『山びこ通信』2003年7月号より
山の学校の創設第1年目、「ことば」クラスの様子です。執筆は故・山下一郎先生です。

『ことば』 山下一郎

 山の学校の“ことばの教室”がスタートを起こしてから、ほぼ3ヶ月経過しました。

 53年間の園生活の経験はあるものの、小学生相手のことば指導──作文指導は全く初めてのことですので、何からどう手をつけたものかと戸惑いながらも、私が日頃日本語に対して抱いている思いと、長年の幼児との触れ合いから得たものとをミックスさせながら、学校でもなく、塾でもない、オリジナルなことば教室の創造に向けて、焦らずじっくりと取り組んで行こうと心がけて、今日に到りました。
 作文教育の前にまず手掛けましたことは、友達の前でのお互いの口頭発表でした。口頭発表と作文との相関関係を意外に思われるかも知れませんが、人前で発表するということは、頭の中の原稿用紙に、伝えたいことを刻々と纏めながら綴って行く、かなり難度の高い作業でして、この原稿用紙のない作文は、原稿用紙に書く作文のように書き直しが効きません。
言い直しはできますが、かっこよくありませんから、誰しも避けたいところです。ですから初めは原稿用紙でいえば、ほんの2行か3行程度の発表に止まっておりました。しかし、自己紹介から始まって、自分の生い立ち、自分の名前の由来など、回を追うごとにお互いに打ち解けてきたせいもあってか、何回目かに行った、ご両親にはナイショで“お父さん、お母さんのステキなところを見つけてくる宿題”の発表の折りには、生き生きと得意げに、しかも、けっこう時間をかけて伝え合うことが出来ました。

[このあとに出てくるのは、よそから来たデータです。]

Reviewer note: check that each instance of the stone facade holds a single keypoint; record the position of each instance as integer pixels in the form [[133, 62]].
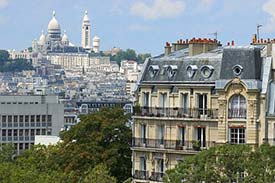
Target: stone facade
[[190, 102]]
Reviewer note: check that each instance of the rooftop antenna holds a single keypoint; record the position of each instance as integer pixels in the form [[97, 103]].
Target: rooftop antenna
[[215, 34], [258, 30]]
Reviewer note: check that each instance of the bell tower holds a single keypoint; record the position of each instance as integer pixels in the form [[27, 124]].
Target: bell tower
[[86, 32]]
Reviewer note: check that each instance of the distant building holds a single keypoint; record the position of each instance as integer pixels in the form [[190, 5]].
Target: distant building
[[23, 117], [59, 50], [94, 106], [25, 54]]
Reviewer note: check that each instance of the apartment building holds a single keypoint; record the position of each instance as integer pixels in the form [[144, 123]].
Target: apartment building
[[24, 117], [196, 95]]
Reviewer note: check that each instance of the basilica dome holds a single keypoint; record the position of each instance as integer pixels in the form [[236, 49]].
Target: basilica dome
[[53, 25], [65, 37]]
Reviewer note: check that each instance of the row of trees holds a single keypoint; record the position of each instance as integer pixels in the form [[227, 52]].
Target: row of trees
[[227, 163], [129, 54], [97, 150], [13, 65]]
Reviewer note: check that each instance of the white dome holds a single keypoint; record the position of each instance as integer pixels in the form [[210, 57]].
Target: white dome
[[96, 38], [86, 18], [65, 37], [53, 24], [42, 38]]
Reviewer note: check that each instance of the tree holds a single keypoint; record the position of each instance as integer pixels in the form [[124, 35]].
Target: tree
[[129, 54], [99, 174], [100, 137], [7, 152]]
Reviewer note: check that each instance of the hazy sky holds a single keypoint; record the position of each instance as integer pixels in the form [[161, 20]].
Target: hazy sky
[[144, 25]]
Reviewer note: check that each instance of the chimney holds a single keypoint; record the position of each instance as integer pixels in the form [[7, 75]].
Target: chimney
[[174, 47], [179, 45], [167, 49], [198, 46]]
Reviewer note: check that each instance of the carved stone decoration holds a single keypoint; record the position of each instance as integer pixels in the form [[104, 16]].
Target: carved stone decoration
[[237, 91], [166, 161], [252, 103]]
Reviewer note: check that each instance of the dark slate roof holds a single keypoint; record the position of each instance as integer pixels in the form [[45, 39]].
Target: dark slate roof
[[249, 58], [221, 59]]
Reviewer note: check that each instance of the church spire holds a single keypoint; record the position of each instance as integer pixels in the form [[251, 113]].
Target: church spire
[[86, 32]]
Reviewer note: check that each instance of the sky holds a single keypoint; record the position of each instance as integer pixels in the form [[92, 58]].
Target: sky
[[143, 25]]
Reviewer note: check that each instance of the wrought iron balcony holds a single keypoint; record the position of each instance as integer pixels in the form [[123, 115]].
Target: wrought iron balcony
[[176, 112], [238, 113], [141, 174], [157, 176], [172, 144], [270, 141]]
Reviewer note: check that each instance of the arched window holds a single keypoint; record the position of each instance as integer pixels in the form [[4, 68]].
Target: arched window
[[237, 107]]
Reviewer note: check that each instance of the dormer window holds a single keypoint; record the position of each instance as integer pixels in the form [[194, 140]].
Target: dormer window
[[172, 70], [153, 70], [191, 70], [164, 69], [237, 70], [207, 71]]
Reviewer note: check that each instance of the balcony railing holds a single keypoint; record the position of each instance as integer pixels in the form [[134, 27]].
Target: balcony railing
[[270, 141], [157, 176], [141, 174], [238, 113], [172, 144], [177, 112]]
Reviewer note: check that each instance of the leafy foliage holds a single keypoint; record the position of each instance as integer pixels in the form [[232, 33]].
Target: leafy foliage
[[101, 137], [227, 163], [129, 54], [99, 174]]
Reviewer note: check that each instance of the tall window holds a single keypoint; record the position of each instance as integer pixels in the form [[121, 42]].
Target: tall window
[[163, 100], [200, 136], [184, 102], [161, 134], [237, 107], [237, 135], [143, 133], [142, 164], [160, 166], [146, 99], [181, 135], [202, 103]]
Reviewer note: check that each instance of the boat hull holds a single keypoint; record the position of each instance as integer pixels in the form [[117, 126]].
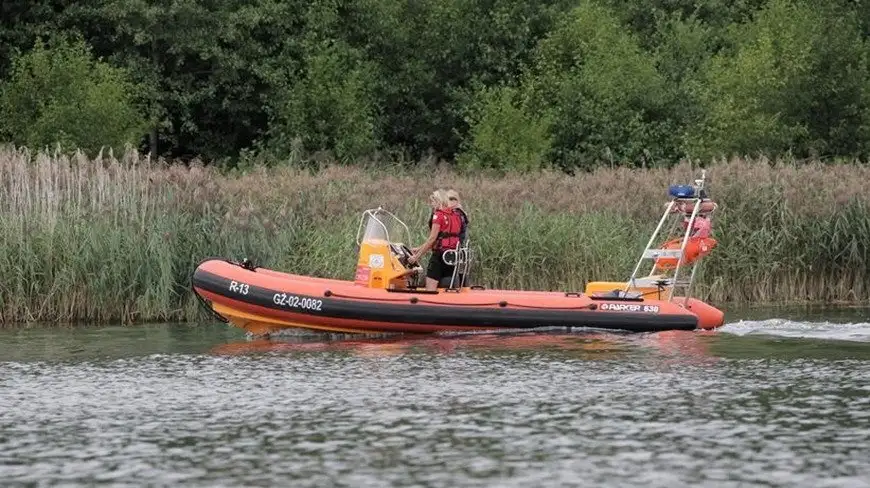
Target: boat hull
[[263, 301]]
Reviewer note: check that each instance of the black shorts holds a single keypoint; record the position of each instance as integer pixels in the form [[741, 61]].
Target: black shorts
[[437, 269]]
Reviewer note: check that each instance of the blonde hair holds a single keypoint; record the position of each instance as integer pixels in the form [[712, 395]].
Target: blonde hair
[[440, 198], [454, 195]]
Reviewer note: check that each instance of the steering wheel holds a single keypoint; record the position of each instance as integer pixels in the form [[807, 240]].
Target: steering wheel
[[403, 253]]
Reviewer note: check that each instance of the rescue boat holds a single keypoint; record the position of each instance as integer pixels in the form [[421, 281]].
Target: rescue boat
[[384, 296]]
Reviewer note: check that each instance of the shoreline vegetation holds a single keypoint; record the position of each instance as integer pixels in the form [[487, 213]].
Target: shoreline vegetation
[[117, 238]]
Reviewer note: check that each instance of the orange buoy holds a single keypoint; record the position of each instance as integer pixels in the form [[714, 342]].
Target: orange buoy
[[697, 247]]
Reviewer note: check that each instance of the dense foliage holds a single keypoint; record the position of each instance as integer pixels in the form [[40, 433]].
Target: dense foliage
[[488, 83], [118, 238]]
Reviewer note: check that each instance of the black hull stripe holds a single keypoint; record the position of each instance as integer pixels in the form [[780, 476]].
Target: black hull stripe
[[508, 318]]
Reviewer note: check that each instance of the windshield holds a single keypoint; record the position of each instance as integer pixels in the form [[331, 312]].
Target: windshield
[[383, 226]]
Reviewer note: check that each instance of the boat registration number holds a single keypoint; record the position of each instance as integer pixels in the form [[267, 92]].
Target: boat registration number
[[629, 307], [293, 301]]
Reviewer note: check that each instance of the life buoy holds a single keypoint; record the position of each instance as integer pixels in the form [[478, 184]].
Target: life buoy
[[687, 208], [697, 247]]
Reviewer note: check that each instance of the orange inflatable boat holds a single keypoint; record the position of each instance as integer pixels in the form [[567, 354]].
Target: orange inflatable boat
[[383, 296]]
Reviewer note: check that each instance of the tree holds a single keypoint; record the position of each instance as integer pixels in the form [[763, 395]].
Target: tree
[[60, 94]]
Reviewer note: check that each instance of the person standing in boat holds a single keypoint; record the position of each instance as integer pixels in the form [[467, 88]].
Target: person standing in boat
[[445, 226], [456, 206]]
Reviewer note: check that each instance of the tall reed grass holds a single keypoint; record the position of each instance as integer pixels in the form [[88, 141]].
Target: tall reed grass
[[111, 239]]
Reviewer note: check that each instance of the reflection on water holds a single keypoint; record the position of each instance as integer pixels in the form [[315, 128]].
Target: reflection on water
[[781, 402]]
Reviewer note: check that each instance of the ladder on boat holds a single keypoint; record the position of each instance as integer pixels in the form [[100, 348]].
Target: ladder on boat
[[682, 197]]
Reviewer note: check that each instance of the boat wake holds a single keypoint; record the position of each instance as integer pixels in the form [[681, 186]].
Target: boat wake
[[856, 332]]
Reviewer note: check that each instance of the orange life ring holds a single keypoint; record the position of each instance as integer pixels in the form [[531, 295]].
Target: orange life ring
[[687, 208], [697, 247]]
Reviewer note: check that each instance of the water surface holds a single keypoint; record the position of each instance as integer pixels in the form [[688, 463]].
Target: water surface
[[776, 398]]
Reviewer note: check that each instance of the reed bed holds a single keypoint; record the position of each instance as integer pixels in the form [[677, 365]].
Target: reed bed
[[116, 239]]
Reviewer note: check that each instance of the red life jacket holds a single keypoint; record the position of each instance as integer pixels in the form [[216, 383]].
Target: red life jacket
[[450, 226]]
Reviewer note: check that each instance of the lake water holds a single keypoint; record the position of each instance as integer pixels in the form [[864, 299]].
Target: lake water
[[775, 398]]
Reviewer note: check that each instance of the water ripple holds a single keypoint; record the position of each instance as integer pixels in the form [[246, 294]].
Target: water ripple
[[562, 410]]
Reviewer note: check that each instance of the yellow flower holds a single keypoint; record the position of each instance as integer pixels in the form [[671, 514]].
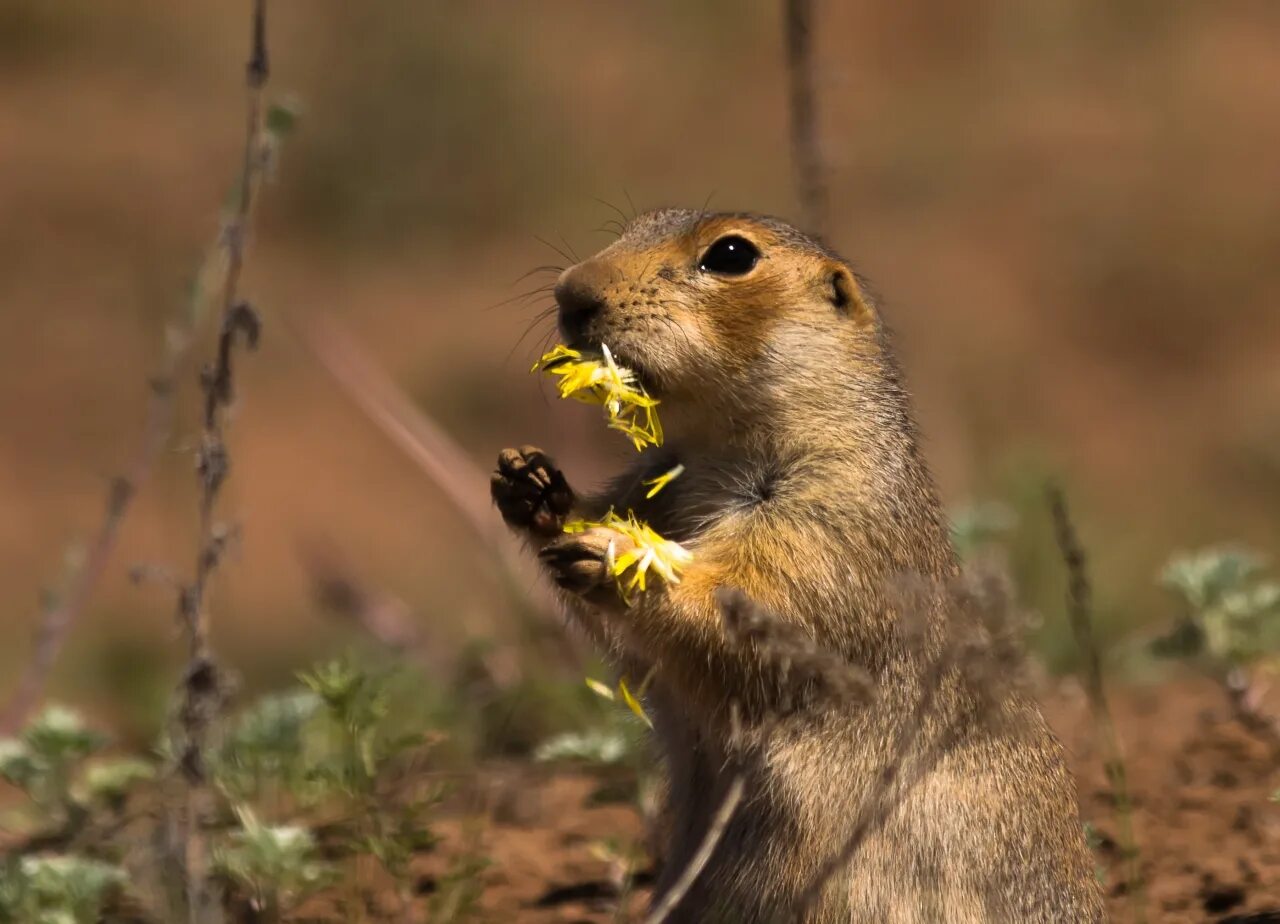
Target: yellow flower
[[648, 552], [624, 693], [663, 480], [600, 380]]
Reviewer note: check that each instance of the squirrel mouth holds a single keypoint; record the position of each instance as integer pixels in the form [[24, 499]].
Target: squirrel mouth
[[644, 376]]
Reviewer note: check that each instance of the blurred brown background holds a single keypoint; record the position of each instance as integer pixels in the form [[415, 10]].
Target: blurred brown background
[[1072, 211]]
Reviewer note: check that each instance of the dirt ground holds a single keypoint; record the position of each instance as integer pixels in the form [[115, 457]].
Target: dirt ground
[[1208, 833]]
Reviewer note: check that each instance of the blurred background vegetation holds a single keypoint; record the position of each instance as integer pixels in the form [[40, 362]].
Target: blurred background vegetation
[[1070, 210]]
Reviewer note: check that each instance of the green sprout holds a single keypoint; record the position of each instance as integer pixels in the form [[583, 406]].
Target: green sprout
[[112, 781], [1232, 616], [977, 525], [275, 864], [42, 760], [56, 890], [265, 748]]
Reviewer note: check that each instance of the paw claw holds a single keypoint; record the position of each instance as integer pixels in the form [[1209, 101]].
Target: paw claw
[[530, 492], [581, 562]]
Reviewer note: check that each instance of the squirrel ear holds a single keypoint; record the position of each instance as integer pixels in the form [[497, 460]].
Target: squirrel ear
[[846, 296]]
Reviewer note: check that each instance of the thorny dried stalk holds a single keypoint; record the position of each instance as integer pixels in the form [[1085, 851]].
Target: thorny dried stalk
[[805, 156], [1079, 607], [429, 447], [202, 691], [63, 609]]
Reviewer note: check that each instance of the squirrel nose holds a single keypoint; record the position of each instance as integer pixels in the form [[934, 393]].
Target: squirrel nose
[[579, 296]]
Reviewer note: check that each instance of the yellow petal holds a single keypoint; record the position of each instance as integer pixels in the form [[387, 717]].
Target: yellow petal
[[632, 703]]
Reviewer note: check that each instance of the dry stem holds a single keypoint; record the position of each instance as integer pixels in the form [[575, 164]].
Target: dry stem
[[202, 691], [805, 158], [1079, 608]]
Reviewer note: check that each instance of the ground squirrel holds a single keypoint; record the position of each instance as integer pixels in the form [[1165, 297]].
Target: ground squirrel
[[804, 486]]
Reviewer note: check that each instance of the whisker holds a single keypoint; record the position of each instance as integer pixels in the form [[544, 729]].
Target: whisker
[[548, 243]]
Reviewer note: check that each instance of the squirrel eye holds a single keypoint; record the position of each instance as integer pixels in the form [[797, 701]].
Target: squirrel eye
[[730, 256]]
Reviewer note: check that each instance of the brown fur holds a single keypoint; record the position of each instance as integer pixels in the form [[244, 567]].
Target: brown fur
[[804, 486]]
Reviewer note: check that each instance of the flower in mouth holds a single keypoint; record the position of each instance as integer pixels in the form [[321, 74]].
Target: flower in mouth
[[657, 484], [598, 379], [649, 552]]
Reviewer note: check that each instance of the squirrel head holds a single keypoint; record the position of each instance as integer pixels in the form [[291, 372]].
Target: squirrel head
[[728, 314]]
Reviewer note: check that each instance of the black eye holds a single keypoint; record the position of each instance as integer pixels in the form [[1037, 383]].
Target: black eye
[[730, 256]]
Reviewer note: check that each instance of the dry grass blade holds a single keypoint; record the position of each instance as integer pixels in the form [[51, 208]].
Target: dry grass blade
[[1079, 608], [424, 440], [805, 158], [412, 431]]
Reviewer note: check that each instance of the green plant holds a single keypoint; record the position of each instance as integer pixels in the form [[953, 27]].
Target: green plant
[[278, 865], [1232, 609], [974, 526], [264, 748], [55, 890], [361, 755], [44, 759]]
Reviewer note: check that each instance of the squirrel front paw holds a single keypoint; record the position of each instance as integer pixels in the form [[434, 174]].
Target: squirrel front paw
[[583, 562], [530, 492]]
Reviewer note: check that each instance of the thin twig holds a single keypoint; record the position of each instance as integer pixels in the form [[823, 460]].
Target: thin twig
[[202, 693], [694, 868], [805, 158], [1079, 607], [425, 443]]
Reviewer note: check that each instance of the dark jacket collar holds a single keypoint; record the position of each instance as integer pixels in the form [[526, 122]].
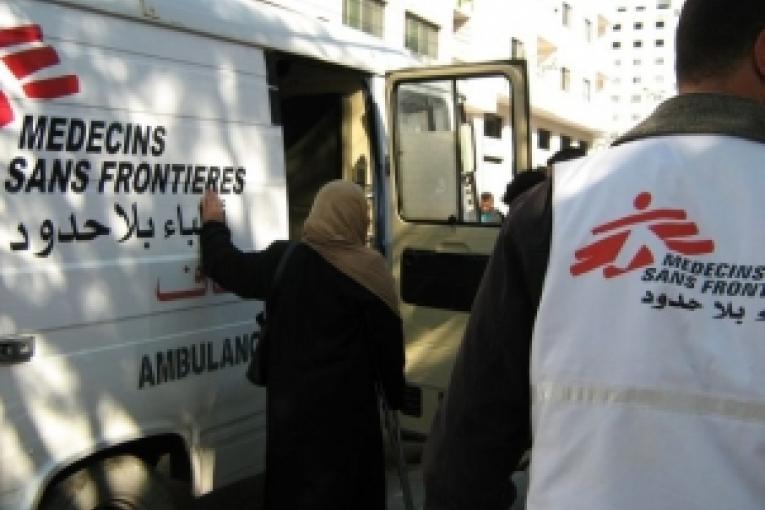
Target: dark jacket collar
[[689, 114]]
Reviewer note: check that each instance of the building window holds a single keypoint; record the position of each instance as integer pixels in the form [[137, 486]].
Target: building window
[[492, 125], [517, 48], [366, 15], [565, 78], [543, 139], [566, 14], [420, 36]]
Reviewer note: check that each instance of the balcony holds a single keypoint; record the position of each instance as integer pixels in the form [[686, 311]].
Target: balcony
[[463, 9]]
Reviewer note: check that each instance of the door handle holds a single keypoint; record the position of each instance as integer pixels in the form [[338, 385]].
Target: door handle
[[16, 348]]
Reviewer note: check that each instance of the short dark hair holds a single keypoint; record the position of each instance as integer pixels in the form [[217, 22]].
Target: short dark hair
[[714, 35]]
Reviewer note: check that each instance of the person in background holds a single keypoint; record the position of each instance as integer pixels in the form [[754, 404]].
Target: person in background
[[612, 325], [489, 214], [335, 333]]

 こうして、鉛筆を持たない作文、口頭発表による作文のトレーニングを重ねる一方、話の読み聞かせ(初めの間は紙芝居の鑑賞)も毎回行ってきました。そのつど、あとで感想文を書いてもらっておりますが、これも、現段階では作文教育で求められる、細かい言い回しや“てにをは”などにはあまりこだわらず、話の内容をどれだけ的確に把握できたか、その内容を、ひとりひとりはどう受け止めたか、どう感じたか、といった観点に重きをおくことにしております。
 文法にとらわれないためか、自由な発想で個性豊かに感想が述べられておりますので、どの生徒の感想文にも褒めるべき箇所が、必ず1、2箇所は見出せます。そこを称揚します。認められることは自信につながり、次のやる気にと発展します。
 先ずは、書こう! 書きたい! の気持ちを持ってもらうことが先決なのです。と同時に生徒達は、感想文をあとで書く必要もあって、話を聞くときは目を閉じて静かにこころを集中させながら、静寂の気配にひたっています。このような雰囲気を、現代の子ども達はどれだけ味わっているでしょうか。

 一方“ことば遊び”と称して、学年ごとに押さえておいてほしい、漢字の読み書きなどを含めた国語の基礎的な問題点と、ゲーム感覚で楽しく取り組んでもらうため、毎回、各学年毎の問題の作成にも腐心しております。

 だいたい以上が、“ことばの教室”のこれまでたどってきた主な経緯ですが、土砂降りの日も、遠足でくたびれたその日も、山道を勇んで駆け上がって来る生徒達の元気な姿に接しますたびに、また次の週への“お話選び”や“問題作り”に意欲を燃やしている今日この頃です。